This is Winter Classic week here in Pittsburgh….and for anyone watching the NHL!

The City is a-buzz with more than 70 events leading up to the outdoor extravaganza.  I hope it snows….can you imaging watching the best hockey players in the world outdoors in the snow on Heinz Field….Magic!

I aways marvel at the amazing feats of speed, endurance and mental fortitude I witness watching hockey….and all while gliding across a near frictionless surface on tiny blades. Wow!   The human body is a spectacular machine and capable of so much more than we normally ask of it.   The athletes inspired me to hit the road harder,  and stay in the gym a little longer and watch what I am eating.

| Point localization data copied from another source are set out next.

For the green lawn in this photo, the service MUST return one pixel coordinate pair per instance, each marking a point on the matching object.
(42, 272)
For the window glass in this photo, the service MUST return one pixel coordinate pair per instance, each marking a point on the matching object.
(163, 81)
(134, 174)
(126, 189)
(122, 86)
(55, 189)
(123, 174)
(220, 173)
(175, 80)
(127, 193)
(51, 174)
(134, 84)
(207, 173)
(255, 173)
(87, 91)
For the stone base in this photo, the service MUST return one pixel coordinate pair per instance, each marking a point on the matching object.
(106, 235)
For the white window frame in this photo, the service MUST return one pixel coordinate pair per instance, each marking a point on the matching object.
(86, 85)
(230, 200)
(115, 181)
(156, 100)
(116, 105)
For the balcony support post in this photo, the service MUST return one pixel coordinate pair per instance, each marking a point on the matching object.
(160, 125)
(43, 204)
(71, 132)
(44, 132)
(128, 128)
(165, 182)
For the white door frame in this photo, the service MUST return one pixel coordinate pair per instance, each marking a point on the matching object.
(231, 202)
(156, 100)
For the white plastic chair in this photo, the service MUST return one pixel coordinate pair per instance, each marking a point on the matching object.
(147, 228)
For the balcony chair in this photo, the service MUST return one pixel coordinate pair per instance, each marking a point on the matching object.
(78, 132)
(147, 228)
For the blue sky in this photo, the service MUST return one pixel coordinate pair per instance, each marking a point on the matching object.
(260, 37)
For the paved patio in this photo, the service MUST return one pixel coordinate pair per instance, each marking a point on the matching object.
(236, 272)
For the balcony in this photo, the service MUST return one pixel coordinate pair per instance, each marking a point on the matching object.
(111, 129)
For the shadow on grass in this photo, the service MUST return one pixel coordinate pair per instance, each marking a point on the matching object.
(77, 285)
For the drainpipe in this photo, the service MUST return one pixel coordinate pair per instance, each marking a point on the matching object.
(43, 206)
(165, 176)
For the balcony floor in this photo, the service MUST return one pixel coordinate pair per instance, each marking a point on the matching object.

Apparently I am not alone.  My Orthopaedic office is now filled with patients “Wow’ed by Winter Champions” who have a case of the terrible too’s.   Too much, too often, too soon!   They come in wanting to know how to treat their new-found set of aches, now to prepare for exercise better and avoid injury and what they should eat to stay on track.

How does a winter sports champion maximize performance and minimize injury?

To answer that question for you I enlisted the advice of Winter champion Peter Taglianetti.  As an  11-year professional hockey defenseman, 2-time Stanley Cup champion and winter fitness expert, Tag (as his fans call him) has great advice on how beginners can “wow” themselves.

Tag’s 3 M’s:

  1. Make a plan.  Reaching for gold from the couch can be overwhelming so breakdown complex tasks into smaller goals.  Here are some ways to get started:
    1. Think about what you want to accomplish in the next 6 or 12 weeks:   What distance, what race or what dress size (although he is quick to point out that health is not about just looking good but about being strong ).
    2. See your doctor and get permission- even champions get a physical before the season
    3. For the next 6-12 weeks make exercise your priority.  This gives you a chance to establish a routine.
    4. Tell everyone what your goal is.  Accountability will help keep you on track.
    5. Reward yourself.  Feeling great is a reward in itself but a special treat can add motivation.
    6. Write down a fitness plan that includes heart pounding, tendon stretching and muscle building work.

2.       Make more time for muscles.  When you look at a winter champion, they all have strong anti-gravity muscles:   legs, butts and cores.  These same muscle groups are vital for beginners as they build stamina in daily life and prevent injuries.  In addition, these big muscles burn more calories and can help change your body composition from mostly fat to mostly muscle.

An easy exercise you can do anywhere to build your legs, butt and core all at one time is a wall squat with an exercise ball.

  1.  Place an exercise ball against any wall (home, office, playground, gym) and stand with your low back against it with your feet shoulder width apart.  Pull your belly button back against your spine to engage your core.
  2. While keeping your core engaged, slowly slide your body down the ball until your knees are bent about 60 decrees.
  3. Hold this for as long as you can or 2 minutes and relax.  Repeat until you are fatigued.

3.       Modify your diet.  When it comes to diet, even small changes can mean a lot.  Nutrition for sports is much more than simple calorie counting.  Although too much for this blog space, a few tips for eating like a champion include: 

  1. Hydrate- Do NOT trust your thirst. By the time you feel thirsty you are dehydrated.  For optimal muscle function and metabolism drink before, during and after you exercise.
  2. Cut out fried food.  That simple.
  3. Choose any veggie, dark green, orange, red or yellow and make it fresh.
  4. Protein is important for building muscle and fueling exercise.  Fish, meat, eggs and daily are complete sources of protein.